Chroniques

par bertrand bolognesi

Orchestre national de Lille et Véronique Gens
Hector Berlioz, Darius Milhaud et Francis Poulenc

Les Grandes voix / Théâtre des Champs-Élysées, Paris
- 15 mai 2003
le chef français jean-Claude Casadesus
© dr

C’est à un programme fort éclectique que Les Grandes Voix convie son public, pour son dernier concert de la saison. L’Orchestre National de Lille ouvre le feu avec L’homme et son désir, ballet de Darius Milhaud sur un argument de Paul Claudel, écrit en 1918, et créé par les Ballets Suédois en 1921, à Paris. Jean-Claude Casadesus en propose une lecture précise, concise, nette, soignant particulièrement la clarté des traits de percussion. En résulte une sorte de déchaînement tribal hypnotique des plus jouissifs, une interprétation s’inscrivant bien dans l’esprit de l’œuvre et de son auteur, bien que mal servie par un quatuor vocal déséquilibré.

Si le timbre du jeune ténor Mathias Vidal est charmant, il se laisse facilement dominer par son entourage ; on finit par le perdre dans la masse sonore. D’autant que le mezzo-soprano Jian Zhao affiche une tendance à chanter seule, sans tenir compte des voisins. Il faut lui reconnaître un timbre intéressant, coloré, une grande facilité, mais mieux vaudrait prendre garde dès aujourd’hui à des portamenti malvenus aux atterrissages plus qu’incertains... Tomoko Makuuchi se montre d’une exemplaire fiabilité ; il possède une voix au phrasé linéaire, presque statique, pour ainsi dire, qu’on apprécierait volontiers dans les messes de Haydn. Le baryton Ronan Nédélec sert l’œuvre en grand professionnel, présentant l’avantage d’un organe confortablement sonore cultivé d’un vrai sens musical. Signalons un fort beau solo de contrebasse à la fin du troisième air.

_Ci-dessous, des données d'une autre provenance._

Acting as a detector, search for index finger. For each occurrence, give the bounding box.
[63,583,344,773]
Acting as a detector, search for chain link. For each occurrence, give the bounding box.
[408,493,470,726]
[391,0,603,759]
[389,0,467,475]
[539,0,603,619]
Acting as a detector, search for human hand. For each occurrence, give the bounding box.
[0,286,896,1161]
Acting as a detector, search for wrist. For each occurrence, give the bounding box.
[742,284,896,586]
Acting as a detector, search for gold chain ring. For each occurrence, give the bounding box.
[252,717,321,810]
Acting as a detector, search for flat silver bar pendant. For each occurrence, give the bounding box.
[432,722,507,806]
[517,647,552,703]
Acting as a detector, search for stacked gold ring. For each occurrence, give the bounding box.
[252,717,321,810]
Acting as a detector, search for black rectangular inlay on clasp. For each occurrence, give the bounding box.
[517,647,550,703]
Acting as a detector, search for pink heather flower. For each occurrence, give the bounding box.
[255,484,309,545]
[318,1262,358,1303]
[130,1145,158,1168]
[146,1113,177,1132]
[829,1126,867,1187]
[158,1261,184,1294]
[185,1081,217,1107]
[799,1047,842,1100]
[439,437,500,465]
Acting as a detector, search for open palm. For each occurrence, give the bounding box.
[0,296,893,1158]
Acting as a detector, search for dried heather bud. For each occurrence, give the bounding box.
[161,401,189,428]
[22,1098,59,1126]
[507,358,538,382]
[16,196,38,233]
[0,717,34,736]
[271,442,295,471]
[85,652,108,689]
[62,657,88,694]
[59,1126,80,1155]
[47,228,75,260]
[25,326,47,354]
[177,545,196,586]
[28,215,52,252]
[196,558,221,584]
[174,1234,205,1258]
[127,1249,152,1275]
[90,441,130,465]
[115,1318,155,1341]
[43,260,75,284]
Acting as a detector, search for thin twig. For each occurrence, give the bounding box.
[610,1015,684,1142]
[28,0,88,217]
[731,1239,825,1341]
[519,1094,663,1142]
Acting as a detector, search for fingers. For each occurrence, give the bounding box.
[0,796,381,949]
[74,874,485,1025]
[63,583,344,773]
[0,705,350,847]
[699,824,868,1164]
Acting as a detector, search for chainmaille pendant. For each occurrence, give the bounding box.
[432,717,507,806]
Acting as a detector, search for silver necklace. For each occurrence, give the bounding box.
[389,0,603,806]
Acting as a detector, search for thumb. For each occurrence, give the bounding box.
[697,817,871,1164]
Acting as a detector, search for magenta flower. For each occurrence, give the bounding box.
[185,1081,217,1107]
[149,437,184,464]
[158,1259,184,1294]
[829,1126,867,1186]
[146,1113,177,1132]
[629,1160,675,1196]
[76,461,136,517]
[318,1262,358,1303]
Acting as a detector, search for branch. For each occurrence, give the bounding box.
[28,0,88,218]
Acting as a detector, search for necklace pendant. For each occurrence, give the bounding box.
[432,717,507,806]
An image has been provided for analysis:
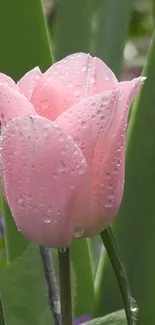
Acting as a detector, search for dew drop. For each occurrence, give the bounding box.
[52,173,58,178]
[82,65,87,72]
[81,121,87,128]
[61,149,66,155]
[97,109,103,115]
[59,134,65,142]
[41,100,49,110]
[59,247,66,253]
[47,207,52,213]
[78,166,85,175]
[44,216,51,223]
[59,160,66,173]
[89,77,95,84]
[74,226,84,238]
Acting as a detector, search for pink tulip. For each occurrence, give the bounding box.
[0,53,144,247]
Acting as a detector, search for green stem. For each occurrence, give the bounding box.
[0,299,5,325]
[58,248,72,325]
[96,227,137,325]
[39,246,60,325]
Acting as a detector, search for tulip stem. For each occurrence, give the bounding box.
[101,227,138,325]
[58,248,72,325]
[39,246,61,325]
[0,299,5,325]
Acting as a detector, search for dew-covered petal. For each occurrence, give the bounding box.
[0,84,36,126]
[56,90,119,167]
[32,53,117,120]
[119,77,146,109]
[89,78,144,230]
[18,67,42,101]
[1,116,87,247]
[0,72,19,91]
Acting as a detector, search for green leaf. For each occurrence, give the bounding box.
[3,201,29,263]
[96,227,137,325]
[93,29,155,325]
[94,0,132,77]
[55,0,93,60]
[0,244,53,325]
[83,310,127,325]
[0,0,52,262]
[70,239,95,317]
[0,0,52,80]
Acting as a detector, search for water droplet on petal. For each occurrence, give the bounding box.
[82,65,87,72]
[81,121,87,128]
[44,216,51,223]
[74,226,84,238]
[78,166,85,175]
[52,173,58,178]
[59,247,66,254]
[41,100,49,110]
[59,160,66,173]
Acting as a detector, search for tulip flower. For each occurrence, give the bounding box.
[0,53,144,247]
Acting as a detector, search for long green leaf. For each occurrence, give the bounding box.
[0,0,51,80]
[0,0,52,262]
[0,244,54,325]
[94,34,155,325]
[3,201,29,263]
[95,0,132,76]
[83,310,127,325]
[55,0,93,60]
[96,227,137,325]
[71,239,94,317]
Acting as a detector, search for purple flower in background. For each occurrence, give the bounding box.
[73,315,91,325]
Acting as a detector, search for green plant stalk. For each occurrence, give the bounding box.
[96,227,137,325]
[39,246,60,325]
[0,0,52,263]
[92,28,155,325]
[0,0,52,81]
[70,238,95,317]
[55,0,93,60]
[94,0,132,77]
[58,248,72,325]
[0,297,5,325]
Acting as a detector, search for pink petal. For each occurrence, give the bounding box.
[2,116,86,247]
[18,67,42,101]
[56,90,119,167]
[56,90,120,237]
[56,78,143,237]
[0,84,35,126]
[0,73,19,91]
[32,53,117,120]
[91,77,145,226]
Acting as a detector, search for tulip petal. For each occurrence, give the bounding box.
[0,84,36,126]
[32,53,117,120]
[0,73,19,91]
[56,90,119,167]
[1,116,87,247]
[91,77,145,226]
[18,67,42,101]
[56,90,120,237]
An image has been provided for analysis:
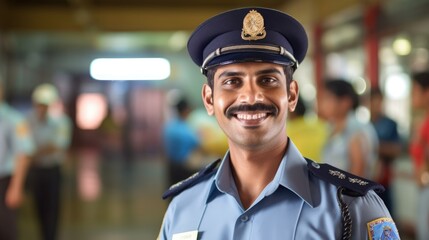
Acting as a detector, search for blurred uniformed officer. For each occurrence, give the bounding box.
[0,82,34,240]
[29,83,71,240]
[159,8,399,240]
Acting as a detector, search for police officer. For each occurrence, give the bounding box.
[159,8,399,240]
[0,80,34,240]
[28,83,71,240]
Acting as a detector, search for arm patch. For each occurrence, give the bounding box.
[306,158,384,196]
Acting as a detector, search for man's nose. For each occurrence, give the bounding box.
[239,84,264,104]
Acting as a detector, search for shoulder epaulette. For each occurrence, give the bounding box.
[162,159,221,199]
[306,159,384,196]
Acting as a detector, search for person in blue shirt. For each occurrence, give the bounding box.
[158,7,399,240]
[0,80,34,240]
[163,98,200,186]
[370,88,403,218]
[28,83,72,240]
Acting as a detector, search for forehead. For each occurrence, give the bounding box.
[215,62,284,78]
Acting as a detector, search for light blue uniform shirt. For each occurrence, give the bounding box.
[159,141,396,240]
[29,113,71,166]
[0,103,34,177]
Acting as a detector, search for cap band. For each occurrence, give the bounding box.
[201,45,299,73]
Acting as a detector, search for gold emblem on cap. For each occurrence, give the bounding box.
[241,10,267,40]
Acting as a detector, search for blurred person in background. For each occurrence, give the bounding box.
[28,83,71,240]
[370,88,402,215]
[320,79,378,179]
[163,97,200,186]
[287,97,327,162]
[0,79,34,240]
[410,72,429,240]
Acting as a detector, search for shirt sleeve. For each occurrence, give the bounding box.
[349,190,399,240]
[157,204,173,240]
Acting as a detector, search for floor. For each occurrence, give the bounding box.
[20,150,167,240]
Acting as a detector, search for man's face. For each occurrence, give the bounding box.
[203,63,298,149]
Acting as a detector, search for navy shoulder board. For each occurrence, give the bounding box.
[162,159,221,199]
[306,158,384,196]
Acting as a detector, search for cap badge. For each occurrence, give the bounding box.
[241,10,267,40]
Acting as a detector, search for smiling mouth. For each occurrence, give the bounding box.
[234,113,268,121]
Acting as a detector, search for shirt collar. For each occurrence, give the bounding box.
[207,139,314,207]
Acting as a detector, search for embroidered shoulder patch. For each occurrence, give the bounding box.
[306,158,384,196]
[367,218,400,240]
[162,159,221,199]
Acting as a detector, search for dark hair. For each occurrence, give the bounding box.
[206,65,295,93]
[175,98,190,114]
[412,72,429,90]
[325,79,359,110]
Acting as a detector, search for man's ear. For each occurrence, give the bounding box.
[201,84,214,115]
[288,80,299,112]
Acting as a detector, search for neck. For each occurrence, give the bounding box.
[230,139,288,209]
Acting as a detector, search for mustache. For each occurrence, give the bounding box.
[225,103,279,118]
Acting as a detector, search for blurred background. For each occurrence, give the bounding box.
[0,0,429,240]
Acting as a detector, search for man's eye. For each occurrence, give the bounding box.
[261,77,277,84]
[223,78,239,85]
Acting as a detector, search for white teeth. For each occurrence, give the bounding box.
[237,113,267,120]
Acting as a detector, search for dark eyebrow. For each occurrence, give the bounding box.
[256,68,282,75]
[218,71,245,78]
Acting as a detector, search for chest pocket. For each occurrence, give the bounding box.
[0,120,12,165]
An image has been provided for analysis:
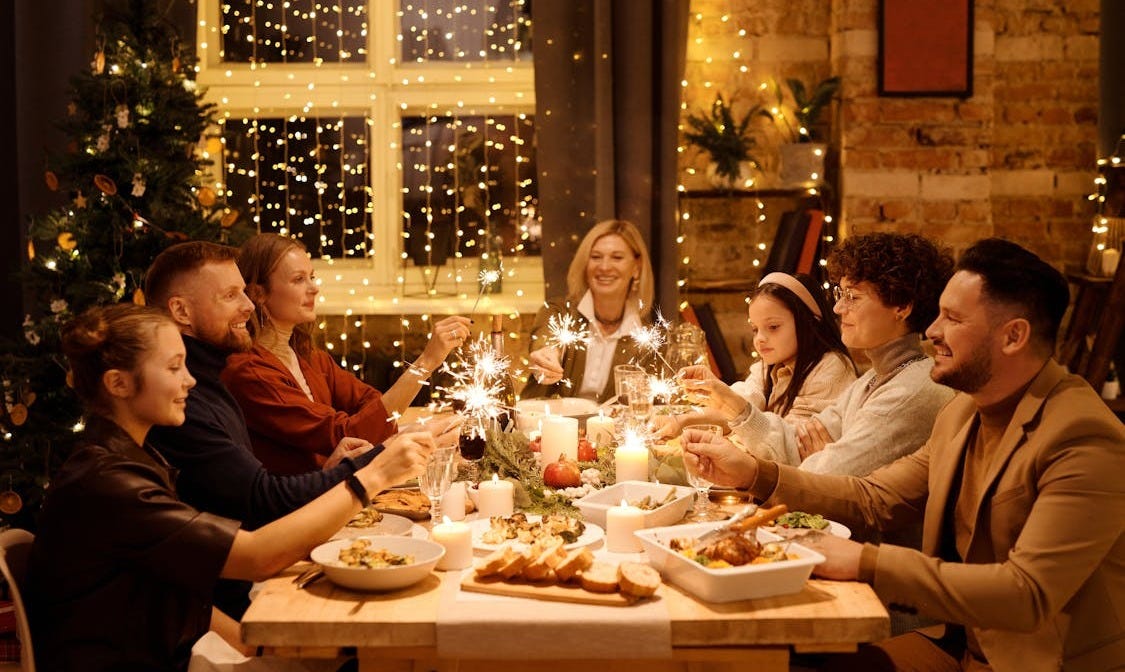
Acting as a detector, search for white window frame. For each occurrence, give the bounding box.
[196,0,543,315]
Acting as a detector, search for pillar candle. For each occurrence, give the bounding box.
[613,441,648,483]
[586,412,615,448]
[539,415,578,466]
[477,474,515,518]
[605,500,645,553]
[430,516,473,570]
[441,481,466,520]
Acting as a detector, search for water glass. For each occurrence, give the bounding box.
[419,446,456,525]
[684,424,727,522]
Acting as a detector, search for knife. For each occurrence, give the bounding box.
[693,504,758,547]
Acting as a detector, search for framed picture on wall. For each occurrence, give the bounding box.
[878,0,973,98]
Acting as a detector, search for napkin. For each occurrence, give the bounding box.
[437,568,672,660]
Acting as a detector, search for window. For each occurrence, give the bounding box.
[198,0,542,314]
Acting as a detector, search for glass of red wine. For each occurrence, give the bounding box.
[457,418,488,483]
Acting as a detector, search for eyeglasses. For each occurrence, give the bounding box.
[833,285,860,306]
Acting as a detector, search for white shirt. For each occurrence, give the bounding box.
[577,289,641,397]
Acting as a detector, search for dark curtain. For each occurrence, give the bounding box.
[532,0,689,316]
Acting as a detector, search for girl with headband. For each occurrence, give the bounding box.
[670,233,953,476]
[658,272,856,436]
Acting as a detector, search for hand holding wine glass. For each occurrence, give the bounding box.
[684,424,727,522]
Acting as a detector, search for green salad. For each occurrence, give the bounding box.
[774,511,828,530]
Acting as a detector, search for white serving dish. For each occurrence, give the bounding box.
[515,396,597,432]
[633,522,825,602]
[311,535,446,591]
[573,481,695,528]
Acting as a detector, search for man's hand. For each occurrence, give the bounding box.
[797,418,833,460]
[681,428,758,487]
[321,437,375,469]
[373,431,435,490]
[528,346,563,385]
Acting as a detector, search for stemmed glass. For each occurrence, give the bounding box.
[457,418,488,483]
[419,446,456,525]
[684,424,727,522]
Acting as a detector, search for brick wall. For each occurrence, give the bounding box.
[683,0,1098,373]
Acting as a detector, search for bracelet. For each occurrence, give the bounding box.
[344,474,371,508]
[406,361,433,380]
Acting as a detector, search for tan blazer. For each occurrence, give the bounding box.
[771,361,1125,672]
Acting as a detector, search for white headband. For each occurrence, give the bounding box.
[758,271,824,320]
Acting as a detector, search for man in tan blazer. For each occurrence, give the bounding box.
[684,239,1125,672]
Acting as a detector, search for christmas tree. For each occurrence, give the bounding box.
[0,0,252,529]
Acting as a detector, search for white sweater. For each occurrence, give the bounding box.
[731,333,954,476]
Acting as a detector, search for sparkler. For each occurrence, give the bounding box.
[469,266,504,315]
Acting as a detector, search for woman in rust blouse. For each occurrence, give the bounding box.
[223,233,470,474]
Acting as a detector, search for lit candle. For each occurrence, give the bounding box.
[539,415,578,465]
[477,474,515,518]
[430,516,473,570]
[441,481,466,520]
[586,411,615,448]
[605,500,645,553]
[613,434,648,483]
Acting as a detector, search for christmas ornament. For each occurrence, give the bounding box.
[219,210,239,229]
[93,174,117,196]
[196,187,215,207]
[8,404,27,427]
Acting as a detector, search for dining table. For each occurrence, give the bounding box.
[242,405,890,672]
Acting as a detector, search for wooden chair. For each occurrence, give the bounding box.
[1059,245,1125,410]
[0,529,35,672]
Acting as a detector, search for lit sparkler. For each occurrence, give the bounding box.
[469,266,504,315]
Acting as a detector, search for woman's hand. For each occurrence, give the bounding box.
[528,346,563,385]
[419,315,473,371]
[680,427,758,487]
[797,418,833,462]
[373,431,437,490]
[321,437,375,469]
[676,365,749,422]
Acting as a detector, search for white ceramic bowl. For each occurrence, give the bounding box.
[515,396,597,432]
[574,481,695,528]
[311,536,446,591]
[633,522,825,602]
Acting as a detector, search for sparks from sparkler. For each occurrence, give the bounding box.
[469,266,504,315]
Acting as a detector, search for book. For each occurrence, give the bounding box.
[762,210,809,276]
[795,209,825,275]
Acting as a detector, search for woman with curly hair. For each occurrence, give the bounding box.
[687,233,953,476]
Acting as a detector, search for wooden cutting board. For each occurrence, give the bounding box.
[461,574,662,607]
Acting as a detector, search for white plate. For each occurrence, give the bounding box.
[469,514,605,552]
[762,520,852,539]
[332,513,414,539]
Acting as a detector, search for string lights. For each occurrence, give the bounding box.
[198,0,541,382]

Précis sur cette première partition de la soirée, Casadesus fait montre d’une minutie attentive dans la scène lyrique Herminie que Véronique Gens donne d’un style très classique, assez proche du chant idéal pour les opéras de Gluck. La vibration est droite, presque froide, le son parfois « tiré » à la façon baroque, ce qui est plutôt bien vu dans cette musique. Signalons une diction parfaite qui permet de suivre une œuvre où le texte est important. Reste que le soprano paraît tendue et mal à son aise dans cette page, lançant un dernier aigu sans espace, sec et cru. L’interprétation se fait plus sensible sur l’énigmatique « j’exhale en vain ma plainte fugitive... ». Enfin, cet hiératisme général sert remarquablement la Prière finale.

En seconde partie, nous goûtons une Dame de Monte-Carlo de toute beauté. Écrit en 1961, juste après les Répons, ce monologue pour soprano et orchestre met en musique un texte de Jean Cocteau représentant l’effondrement d’une mondaine des salles de jeux qui, d’un air bravache, annonce en ne plaisantant qu’à demi, qu’elle va « piquer une tête dans la mer », car il ne lui reste que cela après la ruine, la honte et la déchéance. Véronique Gens déploie une force expressive indéniable et assouplit avantageusement ses aigus. Elle fait sien un texte mi-figue mi-raisin qu’elle magnifie avec superbe. Gageons qu’elle a lu et tenu compte des pages du Journal de mes mélodies de Francis Poulenc :

« ...Les ai-je approchées ces vieilles épaves, faucheuses de mise ! Je dois avouer, pour être honnête, qu’avec Auric, je les ai même croisées, au Mont-de-piété de Monte-Carlo où notre imprudente jeunesse nous conduisit une ou deux fois... Conçu pour voix de soprano et orchestre par deux, ce monologue présentait une difficulté majeure : échapper à la monotonie tout en conservant un rythme immuable. C’est pourquoi j’ai essayé de donner une couleur différente à chaque strophe du poème. Mélancolie, orgueil, lyrisme, violence et sarcasme. Enfin, tendresse misérable, angoisse et floc dans la mer ! L’orchestration, assez semblable à celle de La Voix humaine, comporte quelques touches furtives de batterie : un vibraphone, employé artificiellement comme au music-hall, une pincée de castagnettes, un coup de tam-tam à la fin. Il faut chanter La Dame de Monte-Carlo comme la Prière de Tosca, mais oui !... »

La soirée s’achève avec la Suite du ballet L’oiseau de feu d’Igor Stravinsky. Casadesus et l’ONL en donnent une version tendue qui se terminant en apothéose.